We had to go down that long path from the front sally-port to the street, and then turn into the field at the foot of the hill, where the fort stables are. Mrs. Gunning talked all the time about cattle, flourishing her parasol and flashing her diamonds and emeralds in the sun, and telling Dr. McCurdy she had intended to ask his opinion about them ever since his arrival on the island. He answered yes, and no, and seemed to be thinking of anything but cattle.

Mackinac cows tinkled their bells in every thicket. But Mrs. Gunning's pets were brought in morning and afternoon to clean, well-lighted stalls. There they stood in a row, sleek as if they had been curried--and I have heard that she did curry them herself--all switching natural tails except one. And, as sure as you live, that cow had a false tail that Mrs. Gunning had made for her!

She took hold of it and showed it to us. It did not seem very funny to Dr. McCurdy, but he had to listen to what she said.

"Spotty was a fine cow, but by some accident she had lost her tail, and I got her cheaper on that account," says Mrs. Gunning. "You don't know how distressing it was to see her switching a stump. So I made her a tail of whalebone and India-rubber and yarn. I knit it myself."

The poor fellow looked up at the fort and said: "Yes. It is very interesting/ Mrs. Gunning."

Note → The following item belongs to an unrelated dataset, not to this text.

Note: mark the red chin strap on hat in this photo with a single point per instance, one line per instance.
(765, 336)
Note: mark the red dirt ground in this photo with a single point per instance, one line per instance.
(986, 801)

"I am aware," says she, "that the expedient was never hit upon before. But Spotty's brush is a great success. It used to make me unhappy to think of leaving this post. All the other cows might find good homes with new owners; but who would care for Spotty? Since I have supplied her deficiency, however, and know that the supply can constantly be renewed, my mind is easy about her. If you ever have to knit a cow's tail, doctor, remember the foundations are whalebone and India-rubber; and I would advise you to use the coarsest yarn you can find for the brush."

"I will, Mrs. Gunning," he says, like a man who wanted to lie down in the straw and die. And I couldn't laugh and relieve myself, because it was like laughing at him.

"Now that shows," says Mrs. Gunning, and she pounced at him and shook her parasol in his face so vigorously that she ripped in the back the same as a chrysalis, "how easy it is to remedy a seemingly incurable injury."

If he didn't understand her then, he did afterwards. But he looked as if he couldn't endure it any longer, and made for the door.

"Stop, Dr. McCurdy," says she. "You haven't heard these cows' pedigrees."